What the verifier measures and which task outputs it reads.
Five strategy types are recognized, each with fail-closed required fields:
typeRequired configNotes
scriptcommandRuns as cd /verifier && <command>; local script files named in the command must exist in verifier/
llm-judgerubricOptional model, input_dir, and context or context_file (not both)
reward-kitrootOptional entrypoint (default reward.py) and criteria; paths must be safe-relative
agent-judgerole, isolation: verifier-only, inputsrole must match a ## role:<name> section in the verifier.md body
ors-episodeinputsOptional format: json, jsonl, or auto
An unknown type is a parse error. bench tasks check also verifies the selected strategy is actually runnable — e.g. a script strategy whose referenced files are missing, or an llm-judge strategy whose rubric file does not exist, fails validation. outputs declares the reward artifact contract (defaults shown above; details_json and aggregate_policy are optional). bench tasks check --level publication-grade additionally requires the native package shape: task.md, native oracle/, verifier/verifier.md with rubric files, and an explicit reward_json output contract.

Oracle

oracle/solve.sh is the held-out reference solution (solution/ is the legacy alias; oracle/ wins when both exist).
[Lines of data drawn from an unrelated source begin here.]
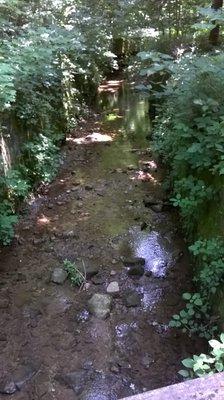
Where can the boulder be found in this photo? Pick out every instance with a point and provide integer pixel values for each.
(113, 288)
(59, 276)
(132, 298)
(100, 305)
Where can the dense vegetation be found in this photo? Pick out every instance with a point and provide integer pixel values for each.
(189, 138)
(53, 56)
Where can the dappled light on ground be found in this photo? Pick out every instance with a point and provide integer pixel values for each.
(94, 137)
(43, 220)
(145, 177)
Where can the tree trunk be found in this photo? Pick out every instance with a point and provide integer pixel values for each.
(214, 34)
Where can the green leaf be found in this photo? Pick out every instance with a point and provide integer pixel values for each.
(188, 363)
(187, 296)
(184, 373)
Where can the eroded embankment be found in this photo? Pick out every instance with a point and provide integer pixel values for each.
(105, 207)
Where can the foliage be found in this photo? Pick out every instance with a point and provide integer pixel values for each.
(76, 277)
(7, 221)
(41, 158)
(204, 364)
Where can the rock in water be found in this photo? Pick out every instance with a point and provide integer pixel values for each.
(132, 298)
(100, 305)
(130, 262)
(8, 387)
(59, 276)
(136, 270)
(88, 270)
(113, 288)
(74, 380)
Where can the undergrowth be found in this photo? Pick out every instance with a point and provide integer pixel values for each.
(189, 138)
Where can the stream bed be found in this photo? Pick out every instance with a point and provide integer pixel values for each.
(106, 210)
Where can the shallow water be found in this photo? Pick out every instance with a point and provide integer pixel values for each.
(94, 213)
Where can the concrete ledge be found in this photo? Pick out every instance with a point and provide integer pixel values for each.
(210, 388)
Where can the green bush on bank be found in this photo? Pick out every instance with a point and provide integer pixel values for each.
(50, 68)
(189, 138)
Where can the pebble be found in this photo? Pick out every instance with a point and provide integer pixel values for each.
(59, 276)
(113, 288)
(100, 305)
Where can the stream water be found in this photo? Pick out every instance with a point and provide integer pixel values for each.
(51, 346)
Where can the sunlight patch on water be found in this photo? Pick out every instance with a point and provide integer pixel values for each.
(149, 247)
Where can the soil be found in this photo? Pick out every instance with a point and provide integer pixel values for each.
(51, 347)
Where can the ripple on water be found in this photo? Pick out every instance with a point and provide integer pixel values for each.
(150, 247)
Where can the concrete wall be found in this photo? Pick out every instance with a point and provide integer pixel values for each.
(209, 388)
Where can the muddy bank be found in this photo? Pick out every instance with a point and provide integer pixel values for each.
(105, 209)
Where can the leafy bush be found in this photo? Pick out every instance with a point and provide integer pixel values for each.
(7, 221)
(204, 364)
(41, 159)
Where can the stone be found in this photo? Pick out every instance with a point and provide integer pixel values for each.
(100, 305)
(148, 273)
(157, 207)
(8, 387)
(88, 187)
(59, 276)
(69, 235)
(115, 369)
(144, 226)
(88, 365)
(74, 380)
(98, 279)
(147, 361)
(89, 270)
(136, 270)
(132, 262)
(113, 288)
(132, 298)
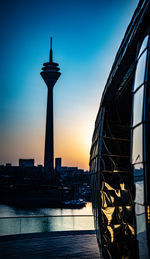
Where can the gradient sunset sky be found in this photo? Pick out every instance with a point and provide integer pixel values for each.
(86, 36)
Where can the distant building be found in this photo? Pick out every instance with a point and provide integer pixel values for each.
(26, 162)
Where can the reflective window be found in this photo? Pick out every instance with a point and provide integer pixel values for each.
(138, 106)
(137, 146)
(138, 173)
(144, 45)
(140, 71)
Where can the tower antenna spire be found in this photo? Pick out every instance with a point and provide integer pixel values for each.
(51, 52)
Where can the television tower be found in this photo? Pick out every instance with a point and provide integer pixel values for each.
(50, 74)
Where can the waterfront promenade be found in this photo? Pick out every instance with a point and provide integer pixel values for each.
(53, 245)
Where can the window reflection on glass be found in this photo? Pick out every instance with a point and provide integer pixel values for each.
(140, 71)
(138, 106)
(137, 145)
(144, 45)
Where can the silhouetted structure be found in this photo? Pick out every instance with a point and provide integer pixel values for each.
(120, 152)
(50, 73)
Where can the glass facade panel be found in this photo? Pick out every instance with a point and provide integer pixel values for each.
(137, 146)
(138, 106)
(140, 71)
(144, 45)
(138, 173)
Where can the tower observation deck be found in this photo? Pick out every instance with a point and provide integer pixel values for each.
(50, 74)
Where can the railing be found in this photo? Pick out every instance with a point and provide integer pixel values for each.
(34, 224)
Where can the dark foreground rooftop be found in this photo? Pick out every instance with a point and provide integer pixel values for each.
(53, 245)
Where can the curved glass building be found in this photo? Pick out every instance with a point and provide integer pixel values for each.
(120, 151)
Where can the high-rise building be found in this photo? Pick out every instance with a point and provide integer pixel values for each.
(120, 151)
(50, 74)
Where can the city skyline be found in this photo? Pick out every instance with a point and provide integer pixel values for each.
(86, 36)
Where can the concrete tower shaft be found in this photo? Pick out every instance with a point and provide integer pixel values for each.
(50, 74)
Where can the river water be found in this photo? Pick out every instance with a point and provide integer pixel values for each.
(19, 221)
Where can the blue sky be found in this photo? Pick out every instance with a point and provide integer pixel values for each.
(86, 36)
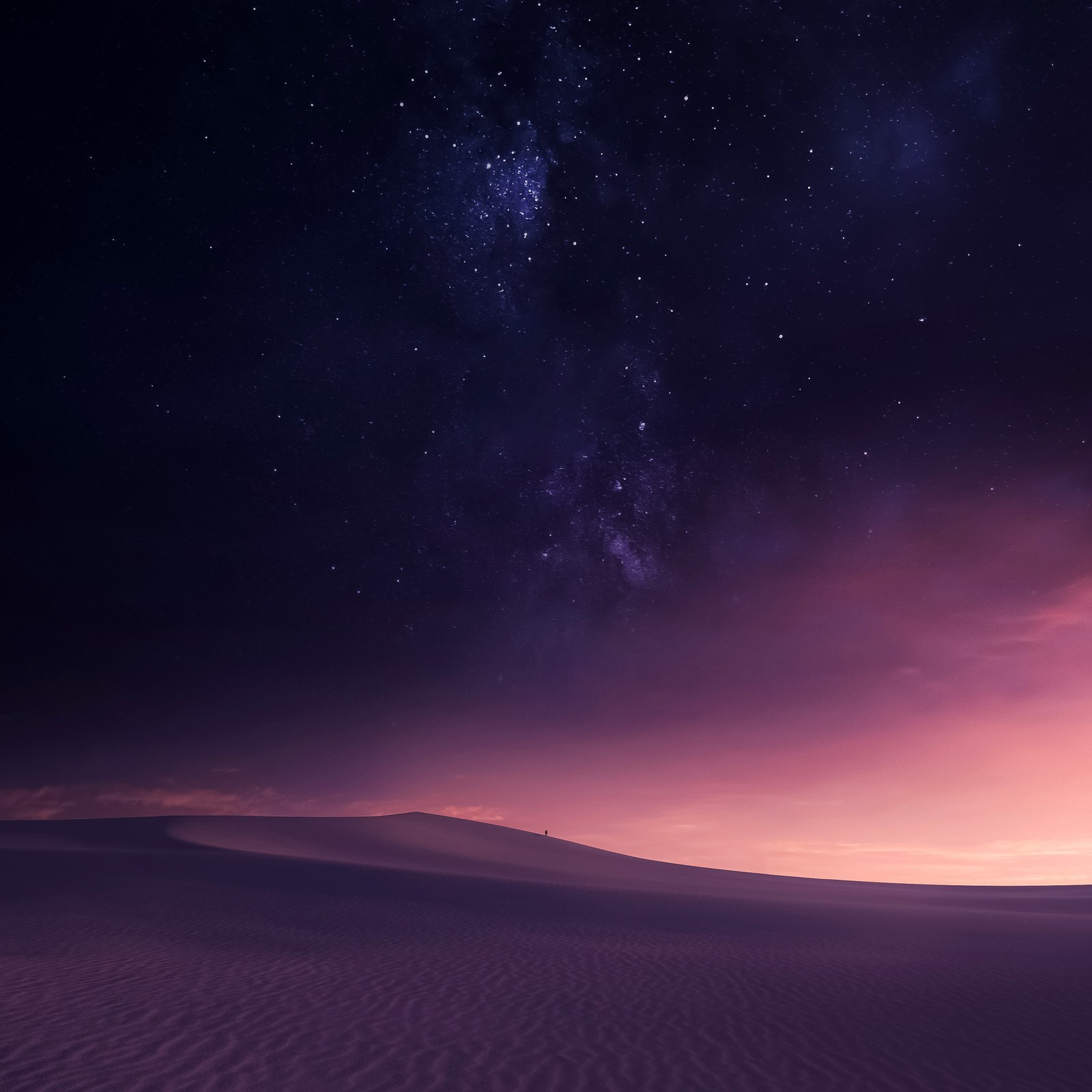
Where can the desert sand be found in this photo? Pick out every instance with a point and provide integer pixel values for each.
(424, 953)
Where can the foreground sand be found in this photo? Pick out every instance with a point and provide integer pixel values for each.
(420, 953)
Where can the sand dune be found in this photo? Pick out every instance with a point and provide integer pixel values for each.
(422, 953)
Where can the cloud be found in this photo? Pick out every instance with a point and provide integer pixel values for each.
(44, 803)
(478, 811)
(105, 801)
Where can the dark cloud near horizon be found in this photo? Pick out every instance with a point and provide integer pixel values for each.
(367, 352)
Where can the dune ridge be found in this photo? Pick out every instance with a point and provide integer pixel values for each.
(425, 953)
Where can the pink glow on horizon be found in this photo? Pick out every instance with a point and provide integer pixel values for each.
(928, 720)
(917, 709)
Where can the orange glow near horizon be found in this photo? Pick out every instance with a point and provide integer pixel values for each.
(946, 740)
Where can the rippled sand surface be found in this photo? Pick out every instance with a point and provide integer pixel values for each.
(420, 953)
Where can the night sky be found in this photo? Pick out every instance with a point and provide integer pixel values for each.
(662, 423)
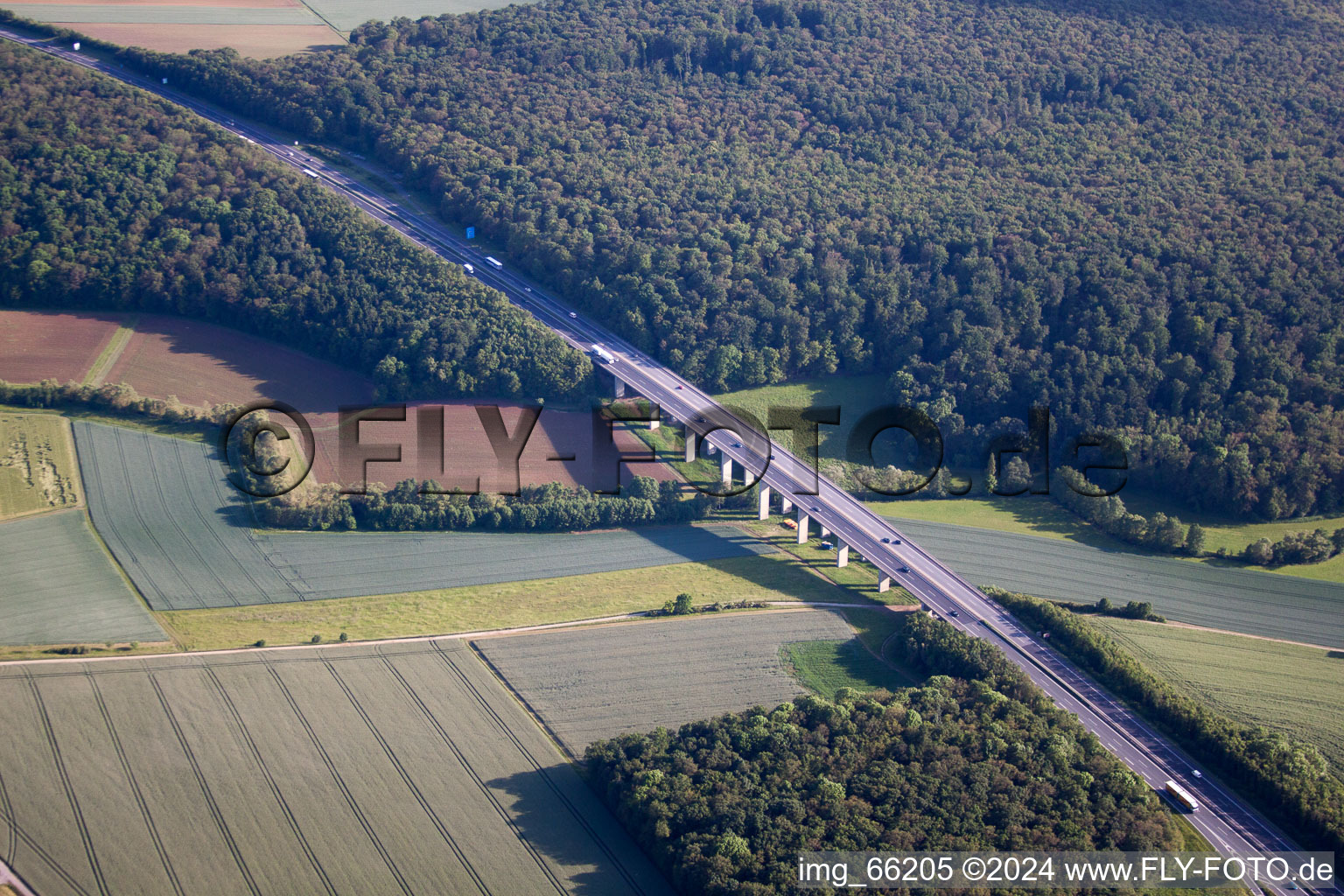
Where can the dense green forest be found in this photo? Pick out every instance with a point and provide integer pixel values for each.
(1291, 782)
(536, 508)
(976, 762)
(1130, 210)
(117, 200)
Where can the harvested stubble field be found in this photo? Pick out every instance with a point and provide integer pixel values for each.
(353, 770)
(37, 465)
(210, 364)
(60, 587)
(1245, 601)
(506, 605)
(637, 676)
(466, 453)
(1284, 687)
(37, 346)
(183, 535)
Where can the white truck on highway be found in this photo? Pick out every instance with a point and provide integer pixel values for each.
(1180, 797)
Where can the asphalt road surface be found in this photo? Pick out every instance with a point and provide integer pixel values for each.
(1228, 821)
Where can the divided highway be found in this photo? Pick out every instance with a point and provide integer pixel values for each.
(1223, 818)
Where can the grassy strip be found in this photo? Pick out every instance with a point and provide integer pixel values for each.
(1291, 688)
(112, 351)
(37, 465)
(862, 662)
(774, 577)
(825, 667)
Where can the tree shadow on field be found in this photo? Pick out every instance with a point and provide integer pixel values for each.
(569, 826)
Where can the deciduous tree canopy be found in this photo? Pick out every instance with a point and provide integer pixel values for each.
(116, 200)
(1130, 210)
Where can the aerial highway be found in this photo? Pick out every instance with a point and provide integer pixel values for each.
(1226, 820)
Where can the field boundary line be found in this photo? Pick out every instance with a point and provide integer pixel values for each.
(541, 723)
(110, 354)
(326, 20)
(205, 786)
(637, 615)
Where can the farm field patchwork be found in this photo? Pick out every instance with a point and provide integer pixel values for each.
(37, 465)
(60, 587)
(1243, 601)
(183, 535)
(347, 15)
(1284, 687)
(756, 578)
(354, 770)
(37, 346)
(601, 682)
(210, 364)
(167, 14)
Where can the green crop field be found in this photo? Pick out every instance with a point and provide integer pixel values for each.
(825, 667)
(402, 768)
(185, 537)
(769, 577)
(601, 682)
(1284, 687)
(37, 465)
(1219, 598)
(60, 587)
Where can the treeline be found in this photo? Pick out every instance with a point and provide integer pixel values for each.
(724, 805)
(1288, 780)
(988, 215)
(1158, 532)
(1294, 547)
(536, 508)
(117, 200)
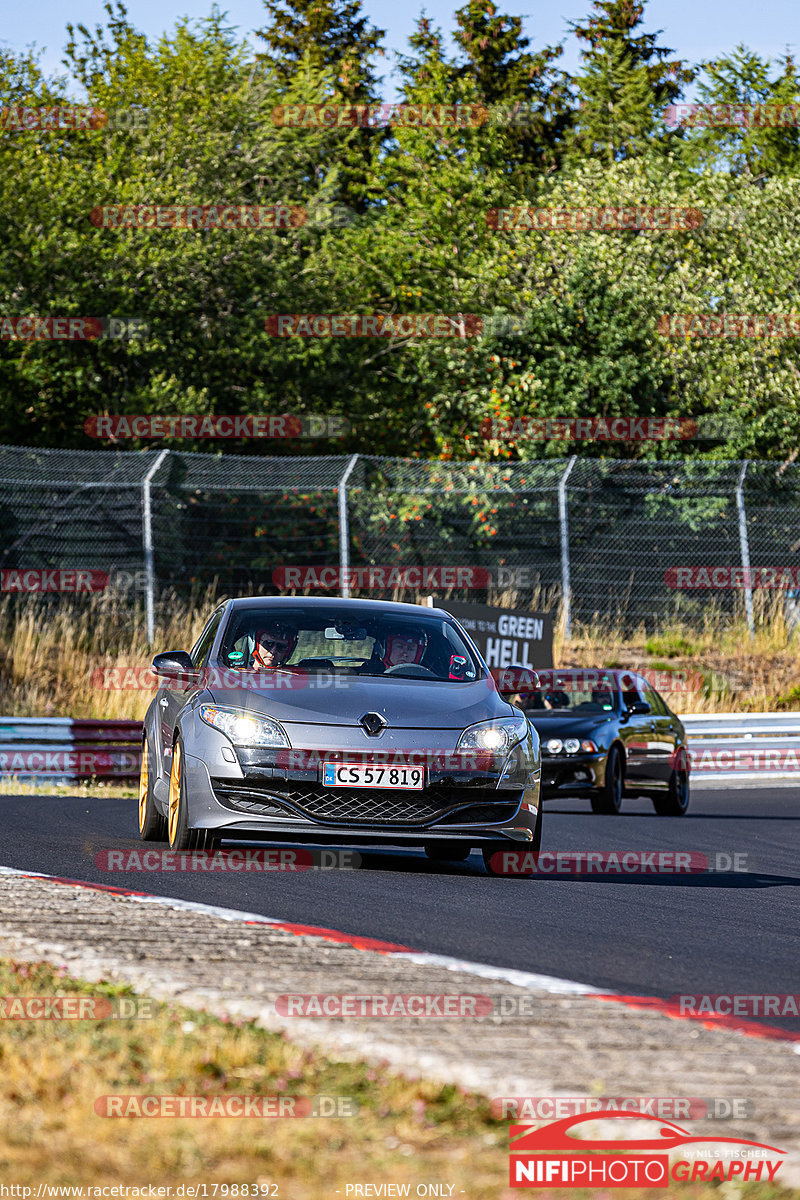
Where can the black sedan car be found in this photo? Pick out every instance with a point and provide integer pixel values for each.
(608, 735)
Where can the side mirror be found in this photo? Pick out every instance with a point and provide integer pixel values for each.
(173, 663)
(515, 679)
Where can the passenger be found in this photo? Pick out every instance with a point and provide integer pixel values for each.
(274, 646)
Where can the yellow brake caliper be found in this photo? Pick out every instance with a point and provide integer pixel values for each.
(143, 785)
(174, 792)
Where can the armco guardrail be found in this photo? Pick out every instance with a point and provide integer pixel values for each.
(723, 745)
(744, 745)
(62, 748)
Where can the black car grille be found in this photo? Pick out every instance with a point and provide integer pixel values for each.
(360, 805)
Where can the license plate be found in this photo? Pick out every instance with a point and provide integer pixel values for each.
(342, 774)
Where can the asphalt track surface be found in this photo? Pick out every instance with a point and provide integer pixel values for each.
(655, 935)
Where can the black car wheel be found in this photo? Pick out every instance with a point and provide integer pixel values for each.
(447, 851)
(152, 826)
(675, 802)
(609, 799)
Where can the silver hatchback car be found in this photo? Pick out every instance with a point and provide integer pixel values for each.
(336, 720)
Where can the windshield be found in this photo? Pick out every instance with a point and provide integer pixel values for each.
(348, 642)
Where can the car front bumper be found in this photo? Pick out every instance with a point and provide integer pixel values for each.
(278, 795)
(572, 774)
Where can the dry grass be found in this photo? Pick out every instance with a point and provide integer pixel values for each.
(52, 655)
(727, 670)
(404, 1132)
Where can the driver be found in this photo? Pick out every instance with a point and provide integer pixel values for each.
(274, 645)
(405, 647)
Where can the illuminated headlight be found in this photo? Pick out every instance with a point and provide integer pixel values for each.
(497, 737)
(244, 729)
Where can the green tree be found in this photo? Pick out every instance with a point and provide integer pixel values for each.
(524, 90)
(626, 83)
(332, 35)
(756, 143)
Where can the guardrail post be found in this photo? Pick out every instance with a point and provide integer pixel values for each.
(566, 593)
(344, 529)
(744, 543)
(149, 561)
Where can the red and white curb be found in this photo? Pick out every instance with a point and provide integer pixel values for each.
(528, 979)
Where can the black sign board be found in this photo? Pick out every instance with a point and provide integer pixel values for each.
(507, 636)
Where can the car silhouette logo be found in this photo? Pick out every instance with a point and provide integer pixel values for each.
(373, 724)
(557, 1137)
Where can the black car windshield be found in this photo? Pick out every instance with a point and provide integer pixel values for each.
(575, 694)
(348, 642)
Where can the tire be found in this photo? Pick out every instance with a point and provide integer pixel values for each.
(152, 826)
(675, 802)
(179, 834)
(447, 851)
(609, 801)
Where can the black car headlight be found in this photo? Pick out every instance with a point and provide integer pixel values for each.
(244, 729)
(569, 745)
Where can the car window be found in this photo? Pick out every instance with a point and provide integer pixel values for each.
(205, 641)
(655, 701)
(632, 695)
(355, 642)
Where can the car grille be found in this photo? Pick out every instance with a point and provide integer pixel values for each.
(360, 805)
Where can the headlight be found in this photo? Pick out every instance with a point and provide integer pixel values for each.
(244, 729)
(497, 737)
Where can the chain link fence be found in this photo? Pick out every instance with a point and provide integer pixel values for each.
(596, 539)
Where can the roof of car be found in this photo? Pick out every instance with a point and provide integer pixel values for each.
(344, 603)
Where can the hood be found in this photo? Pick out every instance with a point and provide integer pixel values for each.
(557, 725)
(404, 703)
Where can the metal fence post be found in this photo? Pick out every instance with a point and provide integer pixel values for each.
(149, 563)
(744, 543)
(566, 593)
(344, 529)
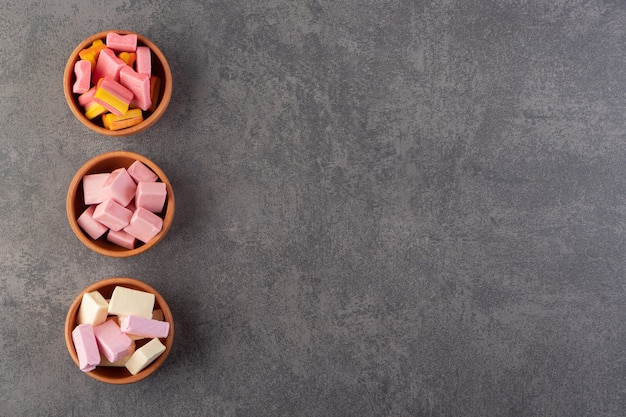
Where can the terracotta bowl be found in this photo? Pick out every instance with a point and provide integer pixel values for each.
(160, 68)
(119, 375)
(75, 204)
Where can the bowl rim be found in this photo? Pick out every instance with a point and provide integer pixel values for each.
(72, 214)
(75, 108)
(133, 283)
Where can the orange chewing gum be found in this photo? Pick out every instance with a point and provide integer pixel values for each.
(128, 119)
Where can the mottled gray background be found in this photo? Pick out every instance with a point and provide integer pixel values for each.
(384, 208)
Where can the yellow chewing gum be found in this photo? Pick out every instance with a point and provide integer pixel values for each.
(93, 110)
(128, 119)
(128, 57)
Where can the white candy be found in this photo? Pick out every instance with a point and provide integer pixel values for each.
(145, 355)
(129, 302)
(93, 309)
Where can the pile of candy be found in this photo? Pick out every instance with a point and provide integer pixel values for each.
(106, 331)
(123, 203)
(114, 80)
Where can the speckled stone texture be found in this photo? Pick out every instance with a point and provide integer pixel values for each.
(384, 208)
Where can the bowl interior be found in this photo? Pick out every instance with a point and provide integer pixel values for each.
(76, 204)
(119, 375)
(160, 68)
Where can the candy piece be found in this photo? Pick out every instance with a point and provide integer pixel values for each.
(90, 226)
(121, 362)
(143, 63)
(158, 315)
(86, 97)
(84, 340)
(144, 225)
(112, 342)
(120, 186)
(108, 65)
(140, 326)
(112, 215)
(82, 71)
(128, 302)
(131, 118)
(139, 84)
(92, 188)
(93, 110)
(122, 239)
(92, 53)
(145, 355)
(128, 57)
(117, 42)
(155, 92)
(112, 95)
(151, 196)
(141, 173)
(93, 309)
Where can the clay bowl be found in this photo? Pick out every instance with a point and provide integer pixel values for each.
(75, 204)
(119, 375)
(160, 68)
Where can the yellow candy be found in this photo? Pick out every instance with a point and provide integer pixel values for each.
(93, 110)
(113, 95)
(128, 119)
(128, 58)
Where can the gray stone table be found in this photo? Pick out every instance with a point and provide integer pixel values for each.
(384, 208)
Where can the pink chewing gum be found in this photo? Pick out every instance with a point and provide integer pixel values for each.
(90, 226)
(108, 65)
(151, 196)
(86, 97)
(120, 186)
(143, 61)
(92, 188)
(141, 173)
(139, 84)
(82, 70)
(140, 326)
(144, 225)
(112, 342)
(122, 239)
(113, 96)
(86, 347)
(112, 215)
(122, 43)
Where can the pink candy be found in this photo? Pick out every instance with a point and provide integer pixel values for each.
(92, 227)
(112, 215)
(121, 238)
(113, 344)
(144, 225)
(82, 70)
(108, 65)
(143, 63)
(119, 186)
(122, 43)
(151, 196)
(141, 173)
(86, 347)
(139, 326)
(123, 204)
(139, 84)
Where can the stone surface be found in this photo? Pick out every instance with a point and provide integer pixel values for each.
(384, 208)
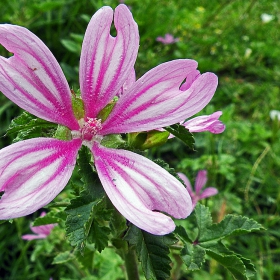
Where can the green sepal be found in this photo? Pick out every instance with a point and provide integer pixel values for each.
(209, 242)
(147, 140)
(112, 141)
(152, 251)
(181, 133)
(104, 113)
(62, 133)
(78, 106)
(27, 126)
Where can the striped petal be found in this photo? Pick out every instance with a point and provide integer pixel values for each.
(200, 181)
(106, 62)
(139, 188)
(208, 192)
(33, 172)
(155, 100)
(33, 79)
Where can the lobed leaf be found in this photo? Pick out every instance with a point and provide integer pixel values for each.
(193, 256)
(27, 126)
(231, 225)
(152, 252)
(181, 133)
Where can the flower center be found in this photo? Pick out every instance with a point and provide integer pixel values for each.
(88, 130)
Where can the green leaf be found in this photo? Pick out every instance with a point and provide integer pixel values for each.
(152, 252)
(231, 262)
(99, 236)
(46, 220)
(181, 133)
(181, 233)
(26, 126)
(87, 259)
(63, 257)
(79, 220)
(203, 218)
(231, 225)
(89, 177)
(82, 223)
(72, 46)
(193, 256)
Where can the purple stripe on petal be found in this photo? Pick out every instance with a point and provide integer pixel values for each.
(187, 183)
(139, 188)
(106, 62)
(154, 101)
(33, 172)
(208, 192)
(33, 79)
(33, 236)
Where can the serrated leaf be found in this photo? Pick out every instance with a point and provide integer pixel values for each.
(87, 259)
(99, 236)
(79, 221)
(230, 225)
(170, 170)
(181, 133)
(46, 220)
(71, 45)
(182, 235)
(193, 256)
(152, 252)
(63, 257)
(27, 126)
(203, 218)
(232, 262)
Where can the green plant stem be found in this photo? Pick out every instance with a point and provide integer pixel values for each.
(131, 265)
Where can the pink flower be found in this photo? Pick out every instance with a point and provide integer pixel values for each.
(167, 39)
(33, 172)
(200, 182)
(41, 232)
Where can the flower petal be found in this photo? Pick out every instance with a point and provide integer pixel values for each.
(33, 236)
(200, 181)
(33, 172)
(32, 78)
(206, 123)
(107, 61)
(156, 100)
(138, 188)
(208, 192)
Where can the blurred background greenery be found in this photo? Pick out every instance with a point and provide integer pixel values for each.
(240, 42)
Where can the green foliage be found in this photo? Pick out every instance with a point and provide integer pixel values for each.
(152, 252)
(82, 221)
(181, 133)
(209, 242)
(27, 126)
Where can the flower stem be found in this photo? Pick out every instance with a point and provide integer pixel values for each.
(131, 265)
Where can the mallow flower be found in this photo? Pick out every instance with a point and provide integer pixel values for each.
(40, 232)
(34, 171)
(198, 193)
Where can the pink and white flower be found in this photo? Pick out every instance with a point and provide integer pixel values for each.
(33, 172)
(200, 182)
(40, 232)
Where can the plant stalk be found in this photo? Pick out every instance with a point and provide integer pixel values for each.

Native oracles are uploaded to /oracle in the sandbox (legacy solution/ to /solution) and run instead of an agent with --agent oracle:
bench eval create --tasks-dir tasks/my-task --agent oracle --sandbox docker
A correct task scores 1.0 on its oracle run before any model sees it.

Migrating a legacy task

bench tasks migrate converts a task.toml + instruction.md pair into task.md:
bench tasks migrate tasks/my-task                  # writes task.md, keeps legacy files
bench tasks migrate tasks/my-task --overwrite      # replace an existing task.md
bench tasks migrate tasks/my-task --remove-legacy  # delete the split pair and
                                                   # promote tests/ -> verifier/,
                                                   # solution/ -> oracle/
The migration is non-destructive by default and refuses to write anything lossy: the generated document is re-parsed and must reproduce the original config semantics and instruction text exactly, or the command fails. Unknown task.toml keys that the schema does not model are preserved under benchflow.compat in the generated frontmatter rather than dropped. After migrating, validate the result:
bench tasks check tasks/my-task
bench eval create --tasks-dir tasks/my-task --agent oracle --sandbox docker

Exporting to the split layout

To go the other way — produce a Harbor/Pier-compatible split layout from a task.md package — use bench tasks export:
bench tasks export tasks/my-task out/my-task-split            # harbor target
bench tasks export tasks/my-task --report-only                # loss report only
The export writes a compatibility loss report to compatibility/export-report.json so you can see what (if anything) the split layout cannot represent. Publication-grade validation requires task.md to be the only authoritative entrypoint, so keep exported split layouts in a separate output directory rather than beside task.md. See CLI reference: bench tasks export for all flags.